SVMs (Support Vector Machines) are a set of tools used for supervised machine learning. The SVM "draws" a boundary between the separated classes by maximizing the distance to the nearest points of both classes. You can find the documentation here in the scikit-learn library.

Compared to Naive Bayes, SVMs are more flexible, as you can modify parameters to modify the separator boundary (by "drawing" linear lines, curves or wiggly fields ) or to tolerate outliers.

1 initialize and train the SVM in Python

from sklearn import svm
X = [[0, 0], [1, 1]]
y = [0, 1]
clf = svm.SVC()
clf.fit(X, y)
SVC()

2 Predict Values with the SVM in Python

clf.predict([[2., 2.]])
array([1])

3 Adjust the models fit by changing parameters in Python

There are various parameters that can be defined for a better fit of the model. See the documentation here. The 3 most important are:

Change the Kernel to make the separator boundary linear or curvy. Possible kernels are e.g. linear, rbf, polynomial and more.
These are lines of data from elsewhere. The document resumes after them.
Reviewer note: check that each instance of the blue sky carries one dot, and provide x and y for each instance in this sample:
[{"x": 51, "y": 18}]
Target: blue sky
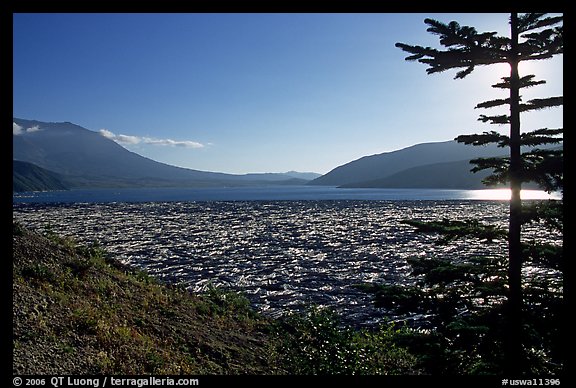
[{"x": 241, "y": 93}]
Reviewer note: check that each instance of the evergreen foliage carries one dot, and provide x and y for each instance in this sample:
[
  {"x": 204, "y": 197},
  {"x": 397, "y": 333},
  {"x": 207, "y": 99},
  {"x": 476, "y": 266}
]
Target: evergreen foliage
[{"x": 494, "y": 319}]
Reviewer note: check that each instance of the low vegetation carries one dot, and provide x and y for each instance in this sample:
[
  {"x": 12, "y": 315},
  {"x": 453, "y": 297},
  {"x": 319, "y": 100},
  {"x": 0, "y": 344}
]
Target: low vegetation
[{"x": 77, "y": 311}]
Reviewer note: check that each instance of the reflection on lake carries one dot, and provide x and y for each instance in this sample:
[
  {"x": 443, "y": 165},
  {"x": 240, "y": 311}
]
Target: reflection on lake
[{"x": 280, "y": 253}]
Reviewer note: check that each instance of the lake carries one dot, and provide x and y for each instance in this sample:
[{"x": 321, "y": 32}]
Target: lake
[
  {"x": 268, "y": 193},
  {"x": 282, "y": 247}
]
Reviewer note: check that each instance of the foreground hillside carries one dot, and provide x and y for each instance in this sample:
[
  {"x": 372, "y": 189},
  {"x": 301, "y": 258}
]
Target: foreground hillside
[{"x": 77, "y": 311}]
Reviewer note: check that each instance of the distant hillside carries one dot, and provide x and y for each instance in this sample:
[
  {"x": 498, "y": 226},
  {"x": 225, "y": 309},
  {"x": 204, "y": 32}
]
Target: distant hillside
[
  {"x": 88, "y": 159},
  {"x": 376, "y": 167},
  {"x": 443, "y": 165},
  {"x": 449, "y": 175},
  {"x": 29, "y": 177}
]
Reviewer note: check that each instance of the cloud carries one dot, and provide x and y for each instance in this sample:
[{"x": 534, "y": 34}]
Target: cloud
[
  {"x": 127, "y": 139},
  {"x": 19, "y": 130}
]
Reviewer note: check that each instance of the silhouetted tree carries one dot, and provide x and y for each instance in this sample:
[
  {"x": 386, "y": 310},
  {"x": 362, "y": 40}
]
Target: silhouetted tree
[{"x": 542, "y": 38}]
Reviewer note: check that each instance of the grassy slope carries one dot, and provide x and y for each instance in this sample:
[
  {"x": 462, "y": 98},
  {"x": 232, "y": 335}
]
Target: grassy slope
[{"x": 76, "y": 312}]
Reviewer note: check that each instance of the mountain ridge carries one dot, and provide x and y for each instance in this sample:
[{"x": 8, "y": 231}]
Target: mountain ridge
[{"x": 88, "y": 159}]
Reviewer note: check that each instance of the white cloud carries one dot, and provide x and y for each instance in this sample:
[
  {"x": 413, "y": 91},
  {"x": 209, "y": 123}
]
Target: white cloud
[
  {"x": 127, "y": 139},
  {"x": 19, "y": 130}
]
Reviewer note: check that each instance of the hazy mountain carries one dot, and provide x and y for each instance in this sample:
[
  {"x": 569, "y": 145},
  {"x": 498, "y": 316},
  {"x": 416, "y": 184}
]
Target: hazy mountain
[
  {"x": 378, "y": 167},
  {"x": 449, "y": 175},
  {"x": 303, "y": 175},
  {"x": 88, "y": 159},
  {"x": 29, "y": 177}
]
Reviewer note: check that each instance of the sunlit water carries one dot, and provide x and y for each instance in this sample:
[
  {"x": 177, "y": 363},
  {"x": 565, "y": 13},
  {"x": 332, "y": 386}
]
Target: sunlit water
[{"x": 281, "y": 254}]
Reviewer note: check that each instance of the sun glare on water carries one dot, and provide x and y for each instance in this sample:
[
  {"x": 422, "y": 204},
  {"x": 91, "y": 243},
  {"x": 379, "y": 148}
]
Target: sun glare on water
[{"x": 504, "y": 194}]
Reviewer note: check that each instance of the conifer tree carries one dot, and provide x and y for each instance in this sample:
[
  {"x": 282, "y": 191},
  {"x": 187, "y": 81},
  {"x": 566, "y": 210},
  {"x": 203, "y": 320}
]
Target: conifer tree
[{"x": 542, "y": 38}]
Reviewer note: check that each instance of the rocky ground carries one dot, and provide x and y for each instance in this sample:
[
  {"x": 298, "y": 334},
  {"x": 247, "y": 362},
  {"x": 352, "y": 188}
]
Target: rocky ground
[{"x": 76, "y": 311}]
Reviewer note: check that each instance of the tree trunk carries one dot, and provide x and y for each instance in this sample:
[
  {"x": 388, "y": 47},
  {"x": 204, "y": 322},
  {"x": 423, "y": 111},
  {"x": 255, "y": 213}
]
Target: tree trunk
[{"x": 514, "y": 359}]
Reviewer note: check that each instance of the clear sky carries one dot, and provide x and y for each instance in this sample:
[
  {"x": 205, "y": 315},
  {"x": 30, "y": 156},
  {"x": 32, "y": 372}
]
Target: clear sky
[{"x": 241, "y": 93}]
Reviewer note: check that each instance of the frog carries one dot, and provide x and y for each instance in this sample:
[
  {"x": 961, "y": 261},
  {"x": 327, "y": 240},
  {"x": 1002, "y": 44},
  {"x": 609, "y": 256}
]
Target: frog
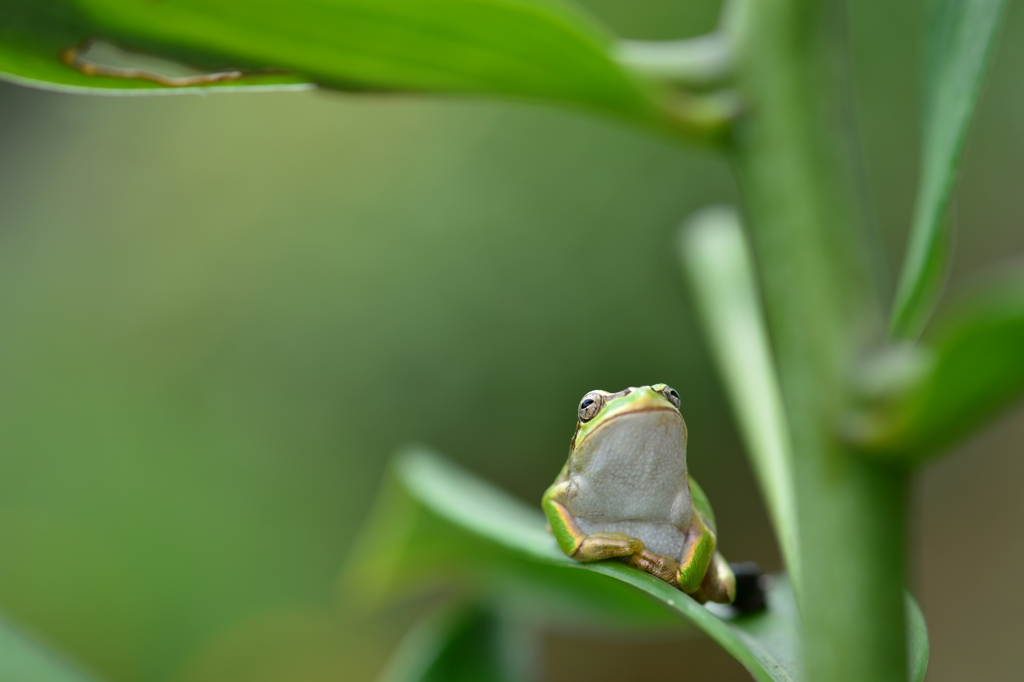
[{"x": 625, "y": 494}]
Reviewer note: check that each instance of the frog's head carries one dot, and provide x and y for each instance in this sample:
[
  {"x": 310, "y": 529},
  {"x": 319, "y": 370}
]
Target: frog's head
[{"x": 602, "y": 413}]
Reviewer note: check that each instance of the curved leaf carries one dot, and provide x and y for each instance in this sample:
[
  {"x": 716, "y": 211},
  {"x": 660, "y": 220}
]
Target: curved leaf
[
  {"x": 960, "y": 40},
  {"x": 967, "y": 370},
  {"x": 535, "y": 49},
  {"x": 480, "y": 535},
  {"x": 25, "y": 659}
]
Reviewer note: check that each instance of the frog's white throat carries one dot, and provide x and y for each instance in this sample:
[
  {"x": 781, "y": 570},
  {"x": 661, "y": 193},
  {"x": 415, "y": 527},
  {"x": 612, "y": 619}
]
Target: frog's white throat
[{"x": 630, "y": 476}]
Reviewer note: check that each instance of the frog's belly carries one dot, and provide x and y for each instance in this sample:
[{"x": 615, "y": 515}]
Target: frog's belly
[{"x": 658, "y": 538}]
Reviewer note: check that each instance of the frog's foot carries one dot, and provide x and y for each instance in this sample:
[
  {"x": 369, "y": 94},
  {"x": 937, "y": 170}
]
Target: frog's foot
[
  {"x": 659, "y": 565},
  {"x": 599, "y": 546},
  {"x": 719, "y": 583}
]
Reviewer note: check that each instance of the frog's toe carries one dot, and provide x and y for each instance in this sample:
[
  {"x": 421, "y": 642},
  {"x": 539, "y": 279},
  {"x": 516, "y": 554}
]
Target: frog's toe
[
  {"x": 599, "y": 546},
  {"x": 659, "y": 565},
  {"x": 719, "y": 583}
]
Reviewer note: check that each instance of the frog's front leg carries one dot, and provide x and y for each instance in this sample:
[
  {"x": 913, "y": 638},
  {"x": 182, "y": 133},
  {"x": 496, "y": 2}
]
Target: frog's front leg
[
  {"x": 576, "y": 543},
  {"x": 698, "y": 553}
]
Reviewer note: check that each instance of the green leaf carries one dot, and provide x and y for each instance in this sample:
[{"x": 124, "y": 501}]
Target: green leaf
[
  {"x": 535, "y": 49},
  {"x": 720, "y": 272},
  {"x": 25, "y": 659},
  {"x": 960, "y": 41},
  {"x": 968, "y": 369},
  {"x": 464, "y": 644},
  {"x": 436, "y": 519}
]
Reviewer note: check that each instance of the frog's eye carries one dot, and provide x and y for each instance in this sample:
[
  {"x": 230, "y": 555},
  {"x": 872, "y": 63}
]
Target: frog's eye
[
  {"x": 673, "y": 397},
  {"x": 590, "y": 406}
]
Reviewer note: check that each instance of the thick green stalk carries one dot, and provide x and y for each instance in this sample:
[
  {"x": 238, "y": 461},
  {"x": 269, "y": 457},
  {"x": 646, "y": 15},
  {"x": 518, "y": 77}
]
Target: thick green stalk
[{"x": 794, "y": 168}]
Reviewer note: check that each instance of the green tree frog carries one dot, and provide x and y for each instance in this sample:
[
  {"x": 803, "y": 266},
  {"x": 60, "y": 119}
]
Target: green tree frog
[{"x": 625, "y": 493}]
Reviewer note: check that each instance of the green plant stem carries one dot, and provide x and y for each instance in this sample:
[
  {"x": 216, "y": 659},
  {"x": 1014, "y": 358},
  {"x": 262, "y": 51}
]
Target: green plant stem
[{"x": 794, "y": 170}]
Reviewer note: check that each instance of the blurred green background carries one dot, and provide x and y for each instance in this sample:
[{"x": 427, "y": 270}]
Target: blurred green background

clf = svm.SVC(kernel="linear")

Change the C parameter to control the tradeoff between drawing a smooth decision boundary vs. classifying training points correctly. The smaller the C the straigther the boundary becomes (and fewer points are classified correctly).

clf = svm.SVC(C=1.0)

Change the gamma parameter to define how far the influence of a single training point reaches. With high gamma values, only the nearest points are considered (and outliers are rather ignored), with low gamma also the far reaching points are considered.